O fenômeno ocorre porque as anti-auroras interrompem o processo normal de formação da aurora. Elas “privam” os gases ionosféricos da energia dos elétrons, essencial para que esses gases emitam luz. Portanto, o que se observa são regiões escuras, onde a energia dos elétrons não chega.
Göran Marklund, físico de plasmas no Instituto Real de Tecnologia da Suécia, disse à ESA que “a aurora negra na verdade não é uma aurora; é a falta de atividade auroral em uma região onde os elétrons são ‘sugados’ da ionosfera.”
O fenômeno pode acontecer tanto em auroras boreais (vistas no norte do globo), quanto nas austrais (vistas no sul do globo) e podem durar cerca de 10 a 20 minutos.
Os impactos e curiosidades das auroras negras
Enquanto as auroras tradicionais são um espetáculo de luzes coloridas que atraem milhões de turistas, as anti-auroras podem deixar cientistas intrigados. Pouco se sabe sobre a duração e os padrões de formação dessas auroras negras, mas, em geral, seus efeitos são mais sutis e menos visíveis.
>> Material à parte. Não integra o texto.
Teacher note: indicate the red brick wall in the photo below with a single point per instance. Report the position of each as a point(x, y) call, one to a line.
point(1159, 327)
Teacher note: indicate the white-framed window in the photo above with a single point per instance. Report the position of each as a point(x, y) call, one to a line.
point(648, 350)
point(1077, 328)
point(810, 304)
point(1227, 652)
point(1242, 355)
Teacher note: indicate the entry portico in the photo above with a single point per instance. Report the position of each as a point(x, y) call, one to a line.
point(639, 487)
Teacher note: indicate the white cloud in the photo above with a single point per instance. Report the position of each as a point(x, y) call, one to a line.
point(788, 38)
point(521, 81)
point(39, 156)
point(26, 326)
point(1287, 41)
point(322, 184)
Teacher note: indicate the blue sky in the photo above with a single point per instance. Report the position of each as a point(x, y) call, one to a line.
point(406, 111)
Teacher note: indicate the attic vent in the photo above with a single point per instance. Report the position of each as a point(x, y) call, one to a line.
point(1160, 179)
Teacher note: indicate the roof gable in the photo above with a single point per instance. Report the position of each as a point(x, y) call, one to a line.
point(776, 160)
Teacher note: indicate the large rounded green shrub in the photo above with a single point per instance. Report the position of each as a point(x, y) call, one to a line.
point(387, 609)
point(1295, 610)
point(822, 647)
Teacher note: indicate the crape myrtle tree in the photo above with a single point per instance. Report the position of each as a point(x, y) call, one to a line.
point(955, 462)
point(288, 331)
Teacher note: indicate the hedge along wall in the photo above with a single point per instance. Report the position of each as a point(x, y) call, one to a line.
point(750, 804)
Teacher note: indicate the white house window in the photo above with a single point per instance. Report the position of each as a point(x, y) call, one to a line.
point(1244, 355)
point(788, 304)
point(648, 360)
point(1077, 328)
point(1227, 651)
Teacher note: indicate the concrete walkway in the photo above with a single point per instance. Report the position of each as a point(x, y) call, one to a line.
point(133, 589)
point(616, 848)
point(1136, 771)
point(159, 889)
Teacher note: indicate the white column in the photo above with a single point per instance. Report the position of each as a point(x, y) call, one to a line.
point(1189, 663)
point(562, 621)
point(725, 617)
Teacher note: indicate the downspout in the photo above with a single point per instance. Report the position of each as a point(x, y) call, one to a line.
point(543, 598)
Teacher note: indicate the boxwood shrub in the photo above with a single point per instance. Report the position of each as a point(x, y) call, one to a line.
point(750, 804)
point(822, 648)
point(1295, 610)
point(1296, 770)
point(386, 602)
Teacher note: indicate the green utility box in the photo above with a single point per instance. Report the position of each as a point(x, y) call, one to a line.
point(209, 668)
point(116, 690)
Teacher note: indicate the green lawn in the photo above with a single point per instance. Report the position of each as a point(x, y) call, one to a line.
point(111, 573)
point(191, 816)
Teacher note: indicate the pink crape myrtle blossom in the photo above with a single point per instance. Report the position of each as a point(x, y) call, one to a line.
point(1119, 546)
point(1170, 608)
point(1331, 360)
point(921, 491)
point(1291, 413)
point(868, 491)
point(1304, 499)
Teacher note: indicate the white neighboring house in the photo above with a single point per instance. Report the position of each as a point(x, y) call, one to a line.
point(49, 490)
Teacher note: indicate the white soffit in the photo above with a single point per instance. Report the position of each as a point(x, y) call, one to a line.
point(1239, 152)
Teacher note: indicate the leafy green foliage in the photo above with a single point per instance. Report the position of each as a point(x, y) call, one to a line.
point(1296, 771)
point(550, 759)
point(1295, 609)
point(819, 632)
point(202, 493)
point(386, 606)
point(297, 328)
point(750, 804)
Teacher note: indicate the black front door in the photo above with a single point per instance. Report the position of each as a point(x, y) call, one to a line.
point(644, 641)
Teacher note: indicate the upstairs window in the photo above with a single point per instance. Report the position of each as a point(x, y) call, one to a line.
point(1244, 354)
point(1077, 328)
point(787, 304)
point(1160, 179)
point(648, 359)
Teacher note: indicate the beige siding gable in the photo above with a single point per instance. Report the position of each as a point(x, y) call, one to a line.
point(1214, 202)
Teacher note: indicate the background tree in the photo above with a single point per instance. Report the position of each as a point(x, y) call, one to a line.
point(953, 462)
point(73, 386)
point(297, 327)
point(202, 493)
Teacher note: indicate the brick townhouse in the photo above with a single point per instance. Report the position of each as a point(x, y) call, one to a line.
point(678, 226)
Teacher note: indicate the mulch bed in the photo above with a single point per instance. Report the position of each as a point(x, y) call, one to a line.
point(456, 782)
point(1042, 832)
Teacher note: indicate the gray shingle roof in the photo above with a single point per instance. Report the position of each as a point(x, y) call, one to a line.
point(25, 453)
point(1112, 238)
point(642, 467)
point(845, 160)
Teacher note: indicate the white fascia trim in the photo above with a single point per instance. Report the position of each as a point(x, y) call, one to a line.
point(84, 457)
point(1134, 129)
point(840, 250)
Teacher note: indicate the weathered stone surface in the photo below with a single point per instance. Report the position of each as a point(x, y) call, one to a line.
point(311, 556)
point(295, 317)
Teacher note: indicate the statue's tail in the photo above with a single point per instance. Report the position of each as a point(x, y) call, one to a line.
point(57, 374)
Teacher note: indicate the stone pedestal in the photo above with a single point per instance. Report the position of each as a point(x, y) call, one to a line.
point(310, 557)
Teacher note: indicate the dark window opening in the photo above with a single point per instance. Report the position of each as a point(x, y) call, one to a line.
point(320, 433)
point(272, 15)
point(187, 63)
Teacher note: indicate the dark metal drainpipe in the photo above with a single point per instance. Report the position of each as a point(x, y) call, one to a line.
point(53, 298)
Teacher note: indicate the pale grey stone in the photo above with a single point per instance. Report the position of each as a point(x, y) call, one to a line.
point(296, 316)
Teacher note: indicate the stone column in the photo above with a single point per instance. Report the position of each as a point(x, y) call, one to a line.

Especialistas ainda buscam soluções para entender melhor como ocorre sua formação e como elas interagem com o ambiente ionosférico.
Estudos adicionais apontam que as auroras negras também podem ter consequências diretas para a comunicação via satélite e redes elétricas. Quando a magnetosfera da Terra é perturbada, o fluxo de elétrons que normalmente alimenta e ilumina a atmosfera pode ser interrompido, levando a falhas tecnológicas temporárias e outros desafios nas operações dos satélites.
- Fato interessante: As auroras negras têm maior probabilidade de ocorrer durante tempestades solares intensas, que lançam uma quantidade significativa de partículas elétricas em direção à Terra.
- As auroras boreais e austrais são mais bem observadas durante o inverno, quando as noites são mais longas e escuras.
- Estima-se que as auroras negras possam ajudar os cientistas a entender melhor o clima espacial e suas interações com o sistema terrestre.
Além disso, as auroras negras também possibilitam uma nova perspectiva sobre como a interação entre o sol e a atmosfera da Terra afeta as condições climáticas e a tecnologia no planeta. Estudos nesse campo são essenciais para previr e mitigar os impactos das mudanças climáticas e das tempestades solares nas redes elétricas e em sistemas de comunicação.
O fenômeno é tão raro e peculiar que cada nova observação atrai a atenção dos astrônomos e cientistas. Embora o público possa não ter tanto conhecimento sobre elas em comparação com as auroras boreais, as anti-auroras são uma parte fundamental da diversidade dos fenômenos atmosféricos.
Como observar as auroras boreais e negras
Se você está interessado em observar auroras boreais, algumas dicas podem ajudar a maximizar sua experiência. Primeiro, considere visitar locais como o Alasca, onde as chances de observar auroras são mais altas. O melhor período para isso é geralmente entre setembro e março, quando as noites são mais longas e mais escuras.
Ver quem também observou auroras negras pode ser uma tarefa mais difícil, já que os locais onde elas ocorrem podem não ser tão propensos a se tornarem pontos turísticos. Ao estar em uma região onde há auroras boreais, fique atento às condições atmosféricas e utilize aplicativos de previsão de auroras que possam indicar a probabilidade de observação dos fenômenos.
Regiões com pouca poluição luminosa e com céu limpo são essenciais para observar não apenas as cores vibrantes das auroras, mas também a beleza das anti-auroras, mesmo que elas sejam menos visíveis. Seja no Alasca, na Noruega ou em qualquer outro lugar acima do Círculo Polar Ártico, a busca pelas auroras pode se tornar uma experiência inesquecível.
Portanto, prepare-se, vestido adequadamente para o frio, leve uma câmera para registrar os momentos e aproveite cada segundo dessa jornada única. A natureza sempre reserva surpresas, e eventos como as auroras claras e as enigmáticas auroras negras certamente deixarão uma marca naqueles que se aventuram a documentar e explorar essas maravilhas celestiais.